The quality of silage can be tested during the harvest using the HarvestLab system. The content of dry mass can be determined directly with near-infrared light, which is reflected differently depending on the moisture content of the crop. The mobile plant laboratory measures particles from the harvest roughly 17 times per second. The sensor produces exact measurements even at high throughput speeds of more than 200 kilometers per hour. And wireless data transfer, accessible through the internet, tells the farmer exactly where his machinery is, enabling him to deploy his fleet efficiently.

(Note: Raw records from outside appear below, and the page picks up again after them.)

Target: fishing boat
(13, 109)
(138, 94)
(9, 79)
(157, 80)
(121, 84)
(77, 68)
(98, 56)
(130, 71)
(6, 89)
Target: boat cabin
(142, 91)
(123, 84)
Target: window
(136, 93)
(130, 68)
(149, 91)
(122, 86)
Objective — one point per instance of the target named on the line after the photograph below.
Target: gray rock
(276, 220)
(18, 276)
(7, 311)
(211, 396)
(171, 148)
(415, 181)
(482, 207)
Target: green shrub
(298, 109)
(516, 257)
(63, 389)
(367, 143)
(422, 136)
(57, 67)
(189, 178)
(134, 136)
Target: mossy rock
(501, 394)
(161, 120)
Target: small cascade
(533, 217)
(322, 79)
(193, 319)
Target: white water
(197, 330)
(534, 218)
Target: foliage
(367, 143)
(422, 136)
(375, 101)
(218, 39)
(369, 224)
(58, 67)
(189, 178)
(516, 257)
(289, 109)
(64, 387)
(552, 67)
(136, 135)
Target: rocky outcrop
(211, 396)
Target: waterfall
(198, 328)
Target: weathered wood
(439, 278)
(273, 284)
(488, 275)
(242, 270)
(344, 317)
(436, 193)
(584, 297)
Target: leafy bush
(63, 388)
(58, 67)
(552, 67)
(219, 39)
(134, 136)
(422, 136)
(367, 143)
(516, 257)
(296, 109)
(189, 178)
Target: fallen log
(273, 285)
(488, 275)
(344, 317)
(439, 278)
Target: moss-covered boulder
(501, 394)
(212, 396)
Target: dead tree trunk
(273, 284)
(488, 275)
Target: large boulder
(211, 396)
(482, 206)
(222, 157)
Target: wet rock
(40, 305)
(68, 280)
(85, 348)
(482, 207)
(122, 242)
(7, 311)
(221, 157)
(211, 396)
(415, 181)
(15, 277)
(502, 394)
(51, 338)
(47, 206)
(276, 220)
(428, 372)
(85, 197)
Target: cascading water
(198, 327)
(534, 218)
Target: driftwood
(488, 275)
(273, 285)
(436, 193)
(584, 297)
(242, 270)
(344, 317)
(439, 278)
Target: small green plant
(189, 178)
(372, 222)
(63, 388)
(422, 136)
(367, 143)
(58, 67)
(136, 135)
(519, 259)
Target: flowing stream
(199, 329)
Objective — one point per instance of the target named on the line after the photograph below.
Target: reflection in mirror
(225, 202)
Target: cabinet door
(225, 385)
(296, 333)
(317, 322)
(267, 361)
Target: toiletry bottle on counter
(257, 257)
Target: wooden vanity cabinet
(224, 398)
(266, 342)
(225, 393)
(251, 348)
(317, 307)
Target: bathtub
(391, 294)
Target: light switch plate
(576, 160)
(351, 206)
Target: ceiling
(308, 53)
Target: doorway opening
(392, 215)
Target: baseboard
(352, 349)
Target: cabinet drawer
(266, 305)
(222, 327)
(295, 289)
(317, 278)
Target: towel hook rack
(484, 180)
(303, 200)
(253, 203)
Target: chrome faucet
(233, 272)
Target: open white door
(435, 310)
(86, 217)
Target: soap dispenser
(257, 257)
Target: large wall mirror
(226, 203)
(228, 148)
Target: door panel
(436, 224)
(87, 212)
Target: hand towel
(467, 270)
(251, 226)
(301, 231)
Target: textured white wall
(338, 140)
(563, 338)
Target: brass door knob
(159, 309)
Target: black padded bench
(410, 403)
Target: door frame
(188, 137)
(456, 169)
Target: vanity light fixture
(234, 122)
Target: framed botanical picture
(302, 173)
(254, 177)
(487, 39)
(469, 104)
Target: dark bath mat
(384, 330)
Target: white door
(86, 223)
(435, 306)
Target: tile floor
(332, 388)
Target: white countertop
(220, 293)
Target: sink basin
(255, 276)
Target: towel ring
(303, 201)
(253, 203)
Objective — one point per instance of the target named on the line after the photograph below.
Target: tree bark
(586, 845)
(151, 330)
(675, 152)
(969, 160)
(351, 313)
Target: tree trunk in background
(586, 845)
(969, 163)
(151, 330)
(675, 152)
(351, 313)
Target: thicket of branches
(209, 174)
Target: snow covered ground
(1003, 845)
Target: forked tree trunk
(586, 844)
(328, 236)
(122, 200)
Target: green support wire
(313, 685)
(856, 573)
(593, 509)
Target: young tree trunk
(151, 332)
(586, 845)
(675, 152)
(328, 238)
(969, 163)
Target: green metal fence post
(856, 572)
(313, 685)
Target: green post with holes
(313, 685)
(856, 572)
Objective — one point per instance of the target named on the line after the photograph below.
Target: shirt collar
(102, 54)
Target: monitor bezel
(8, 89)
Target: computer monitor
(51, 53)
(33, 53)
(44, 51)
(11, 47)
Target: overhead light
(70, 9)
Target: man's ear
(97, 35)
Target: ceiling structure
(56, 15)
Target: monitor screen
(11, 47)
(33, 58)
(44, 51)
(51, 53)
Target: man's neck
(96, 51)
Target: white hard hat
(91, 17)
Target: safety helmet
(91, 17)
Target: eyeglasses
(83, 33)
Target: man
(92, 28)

Robust plants to cope with climate stress

But modern farming equipment is not enough to make agriculture more productive. The plants also need to produce increasingly high yields and to cope better with adverse conditions. They have to be able to survive long periods of drought and flooding, severe temperature fluctuations and extreme radiation from the sun. Scientists are using modern breeding methods to make plants capable of producing consistently high yields despite fluctuating environmental conditions. Crop protection experts also want to prevent resistance developing in insects and weeds. “Intelligent resistance management makes it possible to maintain the susceptibility of pests to various active ingredients for a long time,” explains Dr. Ralf Nauen, a biologist working in Product-related Research at Bayer CropScience in Monheim. It is important to attack as many different targets in the pest as possible, to monitor pests systematically, and to produce international resistance maps. Farmers can help to prevent attack by certain pests by rotating their crops, for example.

All these changes are already part of modern agriculture. In order to remain successful, the farmer must pay increasing attention to trends in information technology and agricultural technology.